Cardiac electrophysiologists (EPs) – like many other medical and surgical subspecialists in New York City – are volunteering and being reassigned to care for ill patients with coronavirus (COVID-19), their cath lab skills put to rest for the time being.
EP is a procedure-based field, comprised of many “elective” cases that nonetheless improve symptoms and extend life. Amidst the pandemic, EP labs throughout the country are ramping down to solely handle emergent cases in order to protect our patients and preserve critically-low supplies.
There are several relevant EP characteristics of COVID-19 care. Unproven medications like hydroxychloroquine and lopinavir/ritonavir may prolong the QT interval and lead to polymorphic ventricular tachycardia (VT). The cardiac injury, myocarditis component of COVID-19 likely effects the heart’s electrical system. There have been published reports of considerable arrhythmia frequency and anecdotal reports of sinus arrest with junctional rhythm, VT, and ventricular fibrillation.
In a way, viral transmission is similar to electricity passing through cardiac cells, conducting forward from the steady sinus node, moving down the current stream, on and on, over and over again until the founder impulse itself terminates or the “host” heart is no longer alive.
In the same way that viruses rather, unfortunately, “connect” one human to another by means of transmission, the conduction cells in the heart connect to each other by means of gap junctions, “infecting” one cell after the next with electricity, culminating in the inevitable heartbeat.
An incessant tachycardia represents electricity run amok, unimpeded to seed the heart itself with impulses until the “host’s” cardiac performance is destroyed. An arrhythmia can diminish the function of distant organs, like an untreated virus spreading through a population and invading far-off countries.
There is a psychological aspect to both COVID-19 and arrhythmias. Societal paranoia recalls the vague fear of a patient in VT right before they are shocked, or the anxiety of atrial fibrillation with a rapid ventricular response. The post-traumatic stress from a shock can overwhelm a patient’s psyche, much like COVID-19 has overtaken the collective consciousness.
COVID-19 has revealed that the medical world’s heart collectively beats as one. During this pandemic, the selfless heroism of doctors, nurses, physician-assistants, nurse-practitioners, and respiratory therapists at the frontline is infectious and inspiring to their colleagues. The conditions are desperate and anxiety-provoking, described as “war zones,” and the tools to safely perform their jobs are insufficient.
In cardiac EP, when a crucial limb of a tachycardia circuit is burned with an ablation catheter, it generally isn’t coming back. A line of electrical “block” is created. “Block” is the goal in EP.

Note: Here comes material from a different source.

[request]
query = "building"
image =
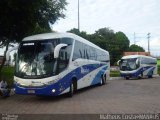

In the same vein, health care professionals of the world over are prescribing every measure within their power to “block” this virus.
In addition to treating sick patients, they advocate for public health measures like physical distancing, home quarantine, and hand hygiene. They call out for drastic governmental and entrepreneurial intervention to provide more testing, masks, gowns, hospital beds, and mechanical ventilators to help “block” this virus.
This is the scariest time to be a health care professional in recent memory. Patients are dying at high rates, and the treatment teams themselves are especially vulnerable. An urgent increase in the production and distribution of protective equipment, ventilators, and hospital beds is needed to safely care patients. Everyone – including sub-subspecialists – is ready to do their part to “block” this virus.
The coronavirus pandemic has nothing to do with why I went into cardiac electrophysiology, but it has everything to do with why I became a doctor.